Close Window
Monkey Malaria Now Infecting Humans November 7, 2014
Pig-tailed macaque
Pig-tailed macaque, one of two species carrying a new potent malaria parasite now infecting humans.
An emerging monkey-borne parasite spreading across Southeast Asia was released into the human population through unbridled deforestation in recent decades, primarily from expanding palm oil plantations and demand for timber.

Plasmodium knowlesi malaria has long been endemic among the long-tailed and pig-tailed macaque populations of Malaysia and nearby countries.

It remained isolated from the human population by dense tropical rain forest habitats of the macaques until deforestation cleared the forests, and new roads that were built during the process allowed infected humans to carry the parasite elsewhere.

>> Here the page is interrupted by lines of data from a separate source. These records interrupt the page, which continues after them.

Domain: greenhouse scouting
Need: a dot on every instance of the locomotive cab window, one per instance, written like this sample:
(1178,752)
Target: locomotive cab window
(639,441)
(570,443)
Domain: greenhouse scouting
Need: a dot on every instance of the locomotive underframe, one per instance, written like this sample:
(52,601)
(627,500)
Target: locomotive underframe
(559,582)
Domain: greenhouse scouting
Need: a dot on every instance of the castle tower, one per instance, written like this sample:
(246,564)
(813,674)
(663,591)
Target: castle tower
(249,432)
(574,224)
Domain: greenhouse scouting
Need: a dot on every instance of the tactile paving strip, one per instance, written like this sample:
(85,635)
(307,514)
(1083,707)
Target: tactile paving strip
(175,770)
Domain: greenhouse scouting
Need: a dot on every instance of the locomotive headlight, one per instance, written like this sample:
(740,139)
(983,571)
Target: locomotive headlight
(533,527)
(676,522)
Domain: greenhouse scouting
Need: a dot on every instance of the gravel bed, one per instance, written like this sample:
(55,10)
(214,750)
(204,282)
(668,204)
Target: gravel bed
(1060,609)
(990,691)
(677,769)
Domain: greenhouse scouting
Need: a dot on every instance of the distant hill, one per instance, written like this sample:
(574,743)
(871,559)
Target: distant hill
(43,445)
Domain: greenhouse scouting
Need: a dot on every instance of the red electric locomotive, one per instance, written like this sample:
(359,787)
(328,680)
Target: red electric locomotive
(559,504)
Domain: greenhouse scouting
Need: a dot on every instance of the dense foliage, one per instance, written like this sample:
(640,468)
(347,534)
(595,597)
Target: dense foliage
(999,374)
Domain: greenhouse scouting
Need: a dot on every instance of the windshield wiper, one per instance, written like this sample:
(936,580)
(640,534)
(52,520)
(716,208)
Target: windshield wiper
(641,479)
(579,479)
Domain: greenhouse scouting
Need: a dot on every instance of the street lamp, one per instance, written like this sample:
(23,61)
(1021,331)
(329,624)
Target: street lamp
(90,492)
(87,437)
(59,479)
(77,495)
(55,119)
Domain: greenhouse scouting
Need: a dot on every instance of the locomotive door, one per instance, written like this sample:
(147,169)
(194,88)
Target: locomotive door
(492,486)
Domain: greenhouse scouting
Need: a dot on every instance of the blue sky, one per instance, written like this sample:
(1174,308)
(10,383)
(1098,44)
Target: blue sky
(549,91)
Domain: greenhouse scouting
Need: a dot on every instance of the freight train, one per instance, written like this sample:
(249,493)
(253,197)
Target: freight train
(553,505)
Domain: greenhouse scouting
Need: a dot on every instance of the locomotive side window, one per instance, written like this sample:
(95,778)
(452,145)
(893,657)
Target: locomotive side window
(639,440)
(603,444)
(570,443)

Research presented at the American Society of Tropical Medicine and Hygiene`s annual meeting revealed that Plasmodium knowlesi malaria is now the leading cause of malaria hospitalizations in Malaysia.

While the parasite causes only mild symptoms in macaques, it has become the fastest-replicating malaria parasite in humans, multiplying every 24 hours in the blood.

The research concludes that Plasmodium knowlesi has joined AIDS and Ebola as emerging or re-emerging dangerous diseases being passed to humans as more and more layers of once-isolated tropical forest are ravaged by human development.